NEW YORK – The economy’s ills are not the result of lack of liquidity or the need to ease monetary policy, and that’s the reason Federal Reserve Bank of Dallas President and CEO Richard W. Fisher gave for casting a dissenting vote at the recent Federal Open Market Committee meeting.
“Nonmonetary factors, not monetary policy, are retarding the willingness and ability of job creators to put to work the liquidity that we have provided,” Fisher said in a speech in Midland, Texas, Wednesday, according to prepared remarks released by the Fed.
Liquidity is “abundant,” providing the financing for “economic expansion and job creation in America,” he said. Excess “bank reserves are waiting on the sidelines to be lent to businesses.”
“I do not believe it wise to commit to more than [an extended period], or to signal further accommodation, when the cheap and abundant liquidity we have made available is presently lying fallow, and when the velocity of money remains so subdued as to be practically comatose,” he said.
Fisher pointed out that while he considered an inflation hawk, he actually is “constantly preoccupied with price stability.” Inflation is in check, and the most recent Dallas Fed trimmed mean analysis of inflation “its softest reading of the year.”
Some companies have started hiking prices to counter rising costs, but weak demand is “beginning to temper” significant pass-throughs to consumers, he said.
“My concern is with the transmission mechanism for activating the use of the liquidity we have created, which remains on the sidelines of the economy,” Fisher explained. He added, businesses “simply cannot budget or manage for the uncertainty of fiscal and regulatory policy. In an environment where they are already uncertain of potential growth in demand for their goods and services and have yet to see a significant pickup in top-line revenue, there is palpable angst surrounding the cost of doing business.”
The recent debate over the debt ceiling “with the leadership of the nation ¯ Republicans and Democrats alike ¯ and every talking head in the media making clear hour after hour, day after day in the run-up to Aug. 2 that a financial disaster was lurking around the corner” scared consumers from buying.
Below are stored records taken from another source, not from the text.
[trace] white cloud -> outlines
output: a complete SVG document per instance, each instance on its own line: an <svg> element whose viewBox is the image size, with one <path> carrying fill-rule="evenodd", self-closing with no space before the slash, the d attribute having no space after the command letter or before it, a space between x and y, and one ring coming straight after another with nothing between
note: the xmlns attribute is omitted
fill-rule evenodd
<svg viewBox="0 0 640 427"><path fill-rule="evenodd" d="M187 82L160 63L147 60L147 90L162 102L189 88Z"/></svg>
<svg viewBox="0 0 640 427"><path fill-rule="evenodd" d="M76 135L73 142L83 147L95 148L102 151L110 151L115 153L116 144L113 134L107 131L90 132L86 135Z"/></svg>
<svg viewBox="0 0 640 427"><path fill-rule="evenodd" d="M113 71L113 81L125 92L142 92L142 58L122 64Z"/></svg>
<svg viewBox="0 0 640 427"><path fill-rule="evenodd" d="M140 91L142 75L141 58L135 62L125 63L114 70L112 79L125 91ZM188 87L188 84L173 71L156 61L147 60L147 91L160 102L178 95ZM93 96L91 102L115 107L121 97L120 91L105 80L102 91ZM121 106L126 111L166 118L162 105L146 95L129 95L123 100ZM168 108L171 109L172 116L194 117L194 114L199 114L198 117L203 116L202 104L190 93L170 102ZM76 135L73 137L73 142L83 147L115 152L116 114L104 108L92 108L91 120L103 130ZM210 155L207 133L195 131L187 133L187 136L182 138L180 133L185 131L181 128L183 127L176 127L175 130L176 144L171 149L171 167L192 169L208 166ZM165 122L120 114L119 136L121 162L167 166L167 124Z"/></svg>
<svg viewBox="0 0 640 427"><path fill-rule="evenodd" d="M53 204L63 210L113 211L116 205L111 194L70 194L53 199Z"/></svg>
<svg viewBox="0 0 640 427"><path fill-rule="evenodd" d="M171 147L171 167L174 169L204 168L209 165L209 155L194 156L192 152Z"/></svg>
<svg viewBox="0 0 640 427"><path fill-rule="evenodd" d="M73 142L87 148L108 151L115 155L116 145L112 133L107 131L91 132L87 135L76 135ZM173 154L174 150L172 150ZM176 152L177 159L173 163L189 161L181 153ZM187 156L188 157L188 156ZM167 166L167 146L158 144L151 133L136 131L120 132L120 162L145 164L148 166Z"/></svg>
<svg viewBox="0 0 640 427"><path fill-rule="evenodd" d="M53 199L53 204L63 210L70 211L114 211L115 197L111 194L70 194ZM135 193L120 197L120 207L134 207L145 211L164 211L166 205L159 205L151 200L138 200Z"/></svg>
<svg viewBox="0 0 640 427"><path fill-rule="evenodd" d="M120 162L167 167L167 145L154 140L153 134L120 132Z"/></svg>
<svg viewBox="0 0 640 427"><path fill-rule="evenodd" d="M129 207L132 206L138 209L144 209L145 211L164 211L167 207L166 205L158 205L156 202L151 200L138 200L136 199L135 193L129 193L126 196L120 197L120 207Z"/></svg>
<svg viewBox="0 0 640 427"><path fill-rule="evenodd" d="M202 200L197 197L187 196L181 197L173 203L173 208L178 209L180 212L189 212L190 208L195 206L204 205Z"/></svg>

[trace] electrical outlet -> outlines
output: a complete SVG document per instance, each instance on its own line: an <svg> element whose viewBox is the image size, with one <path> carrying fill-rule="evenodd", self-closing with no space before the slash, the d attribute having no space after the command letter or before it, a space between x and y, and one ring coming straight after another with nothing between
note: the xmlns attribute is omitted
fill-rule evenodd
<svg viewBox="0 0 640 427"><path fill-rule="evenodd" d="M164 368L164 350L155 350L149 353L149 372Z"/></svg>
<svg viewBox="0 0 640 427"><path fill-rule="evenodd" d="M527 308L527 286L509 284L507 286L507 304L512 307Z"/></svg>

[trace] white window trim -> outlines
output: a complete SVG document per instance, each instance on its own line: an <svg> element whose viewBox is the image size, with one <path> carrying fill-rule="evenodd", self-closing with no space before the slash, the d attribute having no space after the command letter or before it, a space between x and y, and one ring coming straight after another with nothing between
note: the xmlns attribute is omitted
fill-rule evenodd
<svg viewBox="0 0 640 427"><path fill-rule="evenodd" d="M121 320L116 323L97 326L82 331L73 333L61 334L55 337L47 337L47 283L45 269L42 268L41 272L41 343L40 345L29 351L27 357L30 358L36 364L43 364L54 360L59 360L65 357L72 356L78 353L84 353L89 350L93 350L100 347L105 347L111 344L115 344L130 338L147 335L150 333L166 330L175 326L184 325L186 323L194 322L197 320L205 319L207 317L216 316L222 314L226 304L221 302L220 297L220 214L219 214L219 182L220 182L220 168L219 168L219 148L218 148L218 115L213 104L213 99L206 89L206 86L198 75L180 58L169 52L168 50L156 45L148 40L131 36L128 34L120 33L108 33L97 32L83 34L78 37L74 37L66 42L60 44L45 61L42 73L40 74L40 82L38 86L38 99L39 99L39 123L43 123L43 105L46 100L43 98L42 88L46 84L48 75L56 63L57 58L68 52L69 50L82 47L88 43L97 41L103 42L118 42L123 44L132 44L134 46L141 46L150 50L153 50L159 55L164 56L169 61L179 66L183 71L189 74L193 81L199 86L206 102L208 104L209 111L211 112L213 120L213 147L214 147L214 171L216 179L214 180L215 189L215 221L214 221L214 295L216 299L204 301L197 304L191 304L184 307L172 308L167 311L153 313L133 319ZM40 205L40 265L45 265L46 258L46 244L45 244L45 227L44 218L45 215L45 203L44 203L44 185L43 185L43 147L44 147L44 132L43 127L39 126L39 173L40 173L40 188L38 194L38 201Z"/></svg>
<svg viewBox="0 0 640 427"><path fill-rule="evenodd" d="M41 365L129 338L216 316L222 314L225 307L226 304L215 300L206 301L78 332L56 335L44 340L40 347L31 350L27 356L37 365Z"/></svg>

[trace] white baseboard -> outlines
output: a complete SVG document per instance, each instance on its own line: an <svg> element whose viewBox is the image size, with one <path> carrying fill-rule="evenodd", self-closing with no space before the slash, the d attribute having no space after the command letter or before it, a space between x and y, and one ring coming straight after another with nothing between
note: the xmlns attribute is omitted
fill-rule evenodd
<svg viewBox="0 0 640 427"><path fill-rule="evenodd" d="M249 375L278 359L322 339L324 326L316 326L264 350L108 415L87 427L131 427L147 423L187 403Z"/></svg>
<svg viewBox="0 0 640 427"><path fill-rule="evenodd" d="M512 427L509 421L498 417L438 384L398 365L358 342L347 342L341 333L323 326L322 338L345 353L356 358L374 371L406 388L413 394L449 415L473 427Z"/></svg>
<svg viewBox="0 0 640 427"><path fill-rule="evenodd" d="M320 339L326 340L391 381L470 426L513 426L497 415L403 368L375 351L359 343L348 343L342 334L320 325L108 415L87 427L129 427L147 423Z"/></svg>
“Small wonder that, following the somewhat encouraging retail activity reported in July, the Michigan survey measure of consumer sentiment released just recently had a distinctly sour tone.”
But, the debate ended in an agreement that clarified nothing, “except that there will be undefined change in taxes, spending and subsidies and other fiscal incentives or disincentives,” he said. “The message was simply that some combination of revenue enhancement and spending growth cutbacks will take place. The particulars are left to one’s imagination and the outcome of deliberations among 12 members of the Legislature.”
With that uncertainty and the Fed vowing to keep credit cheap for two years, Fisher asked, “what incentive do I have to invest and expand now? Why shouldn’t I wait until the sky is clear?”
“No amount of monetary accommodation can substitute for that needed clarity,” he said. “In fact, it can only make it worse if business comes to suspect that the central bank is laying the groundwork for eventually inflating our way out of our fiscal predicament rather than staying above the political fray—thus creating another tranche of uncertainty.”
Also, Fisher said, he was concerned that “ just by tweaking the language the way the committee did,” it might appear that the FOMC was planning to “allow the stock market to rise significantly without tightening monetary policy, but will ease monetary policy whenever there is a stock market correction.” He added, “My long-standing belief is that the Federal Reserve should never enact such asymmetric policies to protect stock market traders and investors.”
Pointing to economic growth in Texas, Fisher said, it shows “private sector capital and jobs will go to where taxes and spending and regulatory policy are most conducive to growth.”
Congress must determine how to cut its deficits and public debt accumulation in a way “that is competitive with others who seek access to our money, and do so in a manner that does not pull the rug out from under the meager recovery we are experiencing.”
Fisher said he believes “fiscal misfeasance in Washington” is restraining the economy. “Pointing fingers at the Fed only diminishes credibility ¯ the ugly truth is that the problem lies not with monetary policy but in the need to construct a modern, appropriate set of fiscal and regulatory levers and pulleys to better incentivize the private sector to channel money into productive use in expanding our economy and enriching our people.”